> Thanks. So because of in-order retirement, the ROB is indeed limited to holdin...

> Thanks. So because of in-order retirement, the ROB is indeed limited to holding only consecutive µops. And since nothing can be executed until it is put in the ROB, this means that there is a hard limit on the distance in µops between the last unretired µop and what can possibly be executed.

Yes. The ROB holds even things that will never be executed, such as nops and zeroing idioms.

Note that the ROB is not really the bad guy here: if you invent some way to make the ROB retire out-of-order to break that restriction, you'll just immediately run into the PRF limit, since almost all pending instructions need a destination register. Since these values are all live (from CPU's point of view) until all older instructions have retired, you'll get the same kind of limit from the PRF.
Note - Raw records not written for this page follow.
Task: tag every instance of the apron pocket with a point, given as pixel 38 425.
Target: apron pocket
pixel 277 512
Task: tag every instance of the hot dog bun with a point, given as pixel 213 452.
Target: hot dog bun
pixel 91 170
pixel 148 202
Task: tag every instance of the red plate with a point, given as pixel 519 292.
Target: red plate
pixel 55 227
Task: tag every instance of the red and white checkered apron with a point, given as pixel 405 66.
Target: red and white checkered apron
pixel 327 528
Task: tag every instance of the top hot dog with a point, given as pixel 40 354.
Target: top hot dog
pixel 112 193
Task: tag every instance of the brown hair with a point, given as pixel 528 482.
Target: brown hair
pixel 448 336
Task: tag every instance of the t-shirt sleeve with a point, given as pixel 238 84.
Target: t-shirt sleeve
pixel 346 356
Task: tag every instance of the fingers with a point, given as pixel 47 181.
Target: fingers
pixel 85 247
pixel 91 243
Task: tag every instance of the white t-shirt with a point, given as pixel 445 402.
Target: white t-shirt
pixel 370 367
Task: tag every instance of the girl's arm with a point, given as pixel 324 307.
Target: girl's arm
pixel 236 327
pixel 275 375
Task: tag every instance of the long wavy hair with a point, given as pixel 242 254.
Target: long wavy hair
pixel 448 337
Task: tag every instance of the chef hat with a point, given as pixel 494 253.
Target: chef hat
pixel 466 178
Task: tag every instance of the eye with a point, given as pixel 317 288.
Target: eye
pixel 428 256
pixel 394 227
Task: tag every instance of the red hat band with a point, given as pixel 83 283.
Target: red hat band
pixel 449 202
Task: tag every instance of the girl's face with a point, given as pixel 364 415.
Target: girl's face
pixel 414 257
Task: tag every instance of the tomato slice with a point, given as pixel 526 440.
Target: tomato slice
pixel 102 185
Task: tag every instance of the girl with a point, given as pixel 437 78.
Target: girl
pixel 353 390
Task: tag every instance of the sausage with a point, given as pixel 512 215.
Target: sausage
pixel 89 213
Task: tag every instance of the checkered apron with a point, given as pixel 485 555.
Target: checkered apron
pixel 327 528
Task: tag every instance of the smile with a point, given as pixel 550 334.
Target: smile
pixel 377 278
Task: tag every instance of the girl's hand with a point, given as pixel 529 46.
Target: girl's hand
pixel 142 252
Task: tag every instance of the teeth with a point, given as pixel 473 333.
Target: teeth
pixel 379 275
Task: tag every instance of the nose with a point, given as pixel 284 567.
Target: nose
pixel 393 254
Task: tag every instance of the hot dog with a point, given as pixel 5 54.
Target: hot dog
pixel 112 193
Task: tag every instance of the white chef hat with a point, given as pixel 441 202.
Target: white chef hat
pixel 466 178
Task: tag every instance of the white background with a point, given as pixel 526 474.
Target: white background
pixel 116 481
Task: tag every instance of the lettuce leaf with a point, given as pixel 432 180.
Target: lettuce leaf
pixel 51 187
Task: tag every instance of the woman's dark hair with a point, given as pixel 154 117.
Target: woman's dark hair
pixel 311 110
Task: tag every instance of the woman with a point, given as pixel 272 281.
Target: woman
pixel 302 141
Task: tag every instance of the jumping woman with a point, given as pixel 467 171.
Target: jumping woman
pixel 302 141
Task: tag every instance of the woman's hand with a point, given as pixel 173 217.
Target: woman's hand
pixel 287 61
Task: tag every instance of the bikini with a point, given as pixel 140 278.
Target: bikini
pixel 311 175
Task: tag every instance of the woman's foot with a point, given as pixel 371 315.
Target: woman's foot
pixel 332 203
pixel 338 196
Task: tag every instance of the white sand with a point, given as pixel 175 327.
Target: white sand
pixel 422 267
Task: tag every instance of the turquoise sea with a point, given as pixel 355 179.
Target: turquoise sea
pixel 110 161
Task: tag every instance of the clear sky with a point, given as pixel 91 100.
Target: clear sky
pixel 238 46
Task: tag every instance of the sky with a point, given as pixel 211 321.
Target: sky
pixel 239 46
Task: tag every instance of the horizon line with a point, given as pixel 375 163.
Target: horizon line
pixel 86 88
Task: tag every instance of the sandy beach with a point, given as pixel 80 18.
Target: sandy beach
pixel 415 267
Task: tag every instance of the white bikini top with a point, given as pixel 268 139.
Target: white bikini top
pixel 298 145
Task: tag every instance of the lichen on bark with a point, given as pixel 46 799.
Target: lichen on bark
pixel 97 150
The PRF is a big structure using lots of area and power, so probably the ROB size is kind of determined from the PRF size: how big are going to make the PRF? X? OK, let's make the ROB size X * 1.5 since then the ROB will rarely limit performance. Note: we know the ROB increased dramatically in size from 224 to 354 in SNC, but we don't yet know how big the reg files are!

There are good papers out there about super-high ILP designs if you are interested about how this kind of stuff can be solved, but there are many problems.

> Does this also mean that a load is only ever retired after it has been successfully fulfilled? I haven't understood the role of retirement for loads and stores.

Yes. Loads and stores both go in the ROB, and also in the load/store buffers, which are in-order just like the ROB.

A load can't retire until it completes: only then are the physical resources, like the register it writes to and the load buffer entry, able to be freed.

Note that this is a huge difference between loads and prefetches: prefetches can retire immediately (well as soon as the load address has been calculated). They just kick off the load in the memory subsystem and then their work is done.

Stores are different: they can retire as soon as the store address and store data are known (i.e., as soon as their inputs are available). At this point they become so-called senior stores: stores which have retired, and hence are non-speculative, but haven't become visible to the rest of the system yet. They must eventually become visible, which means that on an an interrupt this part of the store buffer is preserved or drained, never thrown away like the rest of the OoO buffers. When the time is right (write?) they commit to L1.